Because there were never any Board approved midwifery training programs, the only source for new applicants were medical students that had completed the obstetrical portion of a medical school curriculum or immigrants – primarily Japanese – who were licensed by reciprocity from one of Japan’s 27 midwifery schools. Due to WWII and the subsequent interment of the Japanese population, the source of new midwifery applicants virtually disappeared after 1942.
From 1949 to 1993, no licensing was available in California for non-nurse midwives. However, the practice of traditional midwifery was not statutorily prohibited in either the original 1917 statute or the 1949 repeal of the direct-entry midwife application, i.e., no provision in the original midwifery licensing law or its 1949 amendment created a public offense defined as ‘practicing midwifery without a license’. Under our form of government what is not expressly outlawed is legal.
A convention of licensing has always been exclusive entitlement in both title and scope of practice in the domain of one’s license. Unfortunately, midwives licensed under the 1917 provision did not enjoy this protection. Unlike the professions of medicine, nursing, dentistry, chiropractic and other allied healthcare disciplines, midwives have never been granted exclusive entitlement for the practice of the midwifery as a regulated profession.
The original midwifery statue was primarily concerned with setting criminal penalties for the use of drugs and “instruments” (i.e., primarily obstetrical forceps) by midwives. The midwifery provision prohibited the use of any “artificial, forcible or mechanical means”, as well as forbidding the use of instruments to penetrate or severe human tissue beyond the cutting of the umbilical cord. These activities were newly defined as an unauthorized practice of medicine and thus illegal if performed by a midwife (except as a medical emergency under section 2063). As for the entitlement issue, these same physician-authors quietly side-stepped the complexities that licensure created by not including exclusive entitlement language for midwives in the 1917 provision.
One practical reason for this oversight is that physicians and midwives share a common patient base – that is, both provide normal maternity care to healthy women. Were midwives to have been granted exclusive entitlement to their own scope of practice, it would have created the ‘unauthorized’ or illegal practice of midwifery. Physicians who also wished to provide normal maternity care to healthy women could be charged with the unlicensed practice of midwifery.
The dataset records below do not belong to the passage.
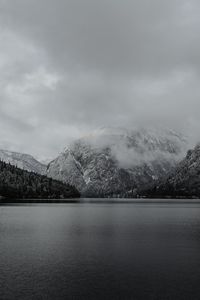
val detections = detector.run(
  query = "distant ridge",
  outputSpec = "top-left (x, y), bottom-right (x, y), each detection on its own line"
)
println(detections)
top-left (0, 149), bottom-right (46, 175)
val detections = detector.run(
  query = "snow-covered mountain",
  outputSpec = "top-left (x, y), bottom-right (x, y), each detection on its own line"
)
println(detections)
top-left (47, 128), bottom-right (187, 197)
top-left (0, 150), bottom-right (46, 175)
top-left (148, 144), bottom-right (200, 198)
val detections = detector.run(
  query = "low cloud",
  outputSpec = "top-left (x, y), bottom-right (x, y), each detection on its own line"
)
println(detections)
top-left (0, 0), bottom-right (200, 158)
This would have required that physicians either become additionally trained and licensed in the discipline of midwifery or that an equivalent midwifery curriculum be incorporated in the medical school education, thus granting exemption to the midwifery licensing law.
During the four decades between 1949 and 1993 the public demand for midwifery care continued on as before, though statistically insignificant as compared to obstetrical care. The 1949 passage of SB966 repealing the certificate classification of ‘midwife’ withdrew the opportunity for future midwives to become state-certified “professionals”, demoting them to the generic classification of “lay” practitioners deprived of professional rights such as employment opportunities, teaching positions and receipt of third-party payments. In the course of my research I could find no records indicating that the Board of Medical Examiners ever viewed the lay practice of midwifery as an illegal activity through out the 19th and 20th century until the Bowland case in1973.